Cid2 is also involved in dsRNA-induced silencing. (A) Phylogenetic relationship of the Cid1-like proteins clustering with Pt-Cid1 (all Cid1-like genes identified in the P. tetraurelia MAC genome and generation of phylogenetic trees, see Supplementary Figure S2 and Table S7). (B) Double knock down experiment of Pt-Cid1-like genes and ND169 by dsRNA feeding. ND169 was used as a reporter for silencing; the gene was considered as silenced when cells showed complete deficiency of trichocyst discharge (tric-) and inhibition of silencing was measured as proportion of cells in the culture showing partial (tric+/−) or complete (tric+) reversion of silencing. Silencing was significantly inhibited upon knock down of CID1 and CID2 (P-values < 0.03 (*), Mann–Whitney U test, significance level 0.05; n = 3; standard deviation is shown). Phenotypes were recorded 72 h after the first feeding. Bacteria were fed in equal amounts. Triple knock down experiments (CID3+CID4+ND169; CID3+CID5+ND169; CID4+CID5+ND169) did not show inhibition of ND169 reporter silencing (data not shown). Cross-silencing between CID1 and CID2 genes is unlikely, as the maximum length of perfect homology is 12 nt, and 18 nt with one central mismatch. (C) Northern blot analysis of associated ND169 siRNAs. The ND169 probe corresponds to a 100 bp region of the dsRNA and is sense oriented. The lower panel shows hybridization to glutamine tRNA as a loading control.

Figure 7.

dsRNA-induced RNAi factors sharing functions with the transgene-induced silencing pathway. (A)ND169 transgene construct pTI- carrying a 3′ truncated version of the ND169 coding sequence driven by a bidirectional constitutive promotor.
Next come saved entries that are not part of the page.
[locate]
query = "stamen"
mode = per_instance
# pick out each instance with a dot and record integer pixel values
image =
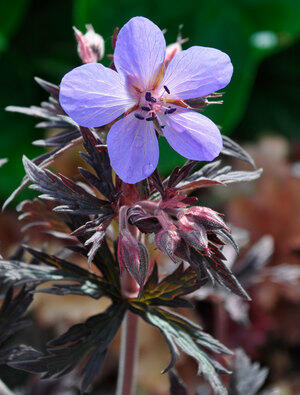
(170, 111)
(148, 97)
(166, 89)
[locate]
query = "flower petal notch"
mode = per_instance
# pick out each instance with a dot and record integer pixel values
(193, 135)
(94, 95)
(146, 96)
(140, 52)
(197, 72)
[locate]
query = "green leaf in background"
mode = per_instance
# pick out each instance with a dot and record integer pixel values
(10, 18)
(248, 30)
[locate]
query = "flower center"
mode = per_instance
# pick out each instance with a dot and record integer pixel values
(151, 104)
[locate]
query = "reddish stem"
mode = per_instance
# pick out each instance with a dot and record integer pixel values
(128, 356)
(129, 341)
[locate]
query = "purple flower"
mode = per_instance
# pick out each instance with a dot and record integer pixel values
(150, 96)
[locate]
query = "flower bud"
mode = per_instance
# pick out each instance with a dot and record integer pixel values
(90, 45)
(174, 48)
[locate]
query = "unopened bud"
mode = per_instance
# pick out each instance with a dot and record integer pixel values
(90, 45)
(174, 48)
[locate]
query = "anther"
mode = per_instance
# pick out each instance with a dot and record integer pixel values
(166, 89)
(170, 111)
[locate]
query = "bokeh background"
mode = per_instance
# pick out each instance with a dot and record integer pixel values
(260, 111)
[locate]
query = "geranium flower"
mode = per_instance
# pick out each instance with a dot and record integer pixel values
(144, 98)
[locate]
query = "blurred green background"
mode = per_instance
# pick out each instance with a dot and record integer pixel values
(36, 39)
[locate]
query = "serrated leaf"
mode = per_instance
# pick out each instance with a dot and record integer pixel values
(65, 352)
(247, 378)
(168, 291)
(39, 215)
(86, 283)
(12, 310)
(177, 387)
(182, 333)
(97, 158)
(217, 269)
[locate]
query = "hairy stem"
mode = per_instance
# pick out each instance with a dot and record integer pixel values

Green fluorescent protein (GFP) was monitored as control for injection and expression (not shown). (B) Nd169 is involved in the exocytosis of secretory granules (trichocysts) docked at the plasma membrane. Wild-type cells expell trichocysts upon treatment with picric acid (tric+). By microinjection of pTI- into the MAC, strongly silenced clones showing complete trichocyst discharge defects were obtained (tric−) (not shown), as well as three clones with moderate silencing effect (tric+/−), c2, c5, and c7. Note that clone c2 showed up to 18% of cells with tric+ phenotypes in control cultures (ICL7a feeding). (C) Knock down of RNAi factor genes by dsRNA feeding in clones with moderate transgene-induced silencing phenotypes. De-repression of ND169 silencing was measured as the percentage of cells showing a complete wild type phenotype (tric+). A significant difference to the ICL7a control was detected upon silencing of CID2, RDR2, RDR3 and PTIWI13 (P-values < 10e-5 (***), one-way ANOVA, significance level 0.005). Phenotypes recorded 120 h after the first feeding are shown. Note that pTI- induced silencing efficiencies varied slightly in different cultures of the same injected clone. (D) The effect of RNAi factor depletion on dsRNA-induced silencing was verified in parallel as a positive control by double knock down, mixing RNAi factor and ND169 dsRNA-producing bacteria in equal amounts. The percentage of tric+ cells, i.e. the degree of inhibition of ND169 silencing, is shown (mean of two replicates for CID1 and PDS1). ICL7a control dsRNA feeding does neither inhibit dsRNA- nor transgene-induced silencing; PTIWI13 is involved in both pathways, whereas RDR3 is specific for transgene- and RDR1 for dsRNA-induced silencing, as previously described (22,23).

Figure 8.

Sharing of RNAi core factors by non-essential exogenously and essential endogenously triggered RNAi pathways in P. tetraurelia. In this study, mutants were obtained for genes labelled with an asterisk, and genes shared between the transgene-induced (dark gray circle) and the dsRNA-induced pathway (blue circle) were found to be essential. Brackets connecting two genes symbolize WGD1 duplicate genes. CID2 was identified by recursive RNAi in this study. Other genes were identified previously (15,22,23). The RDR2 gene is required for the accumulation of endogenous siRNAs (purple) of the cluster22 locus, as previously found for RDR3 (22). Note that production of dsRNA from this locus is speculative, and that other endogenous siRNAs may require different factors. The figure is only meant to depict genetic requirements, not the subcellular localization or mechanistic roles of the corresponding proteins.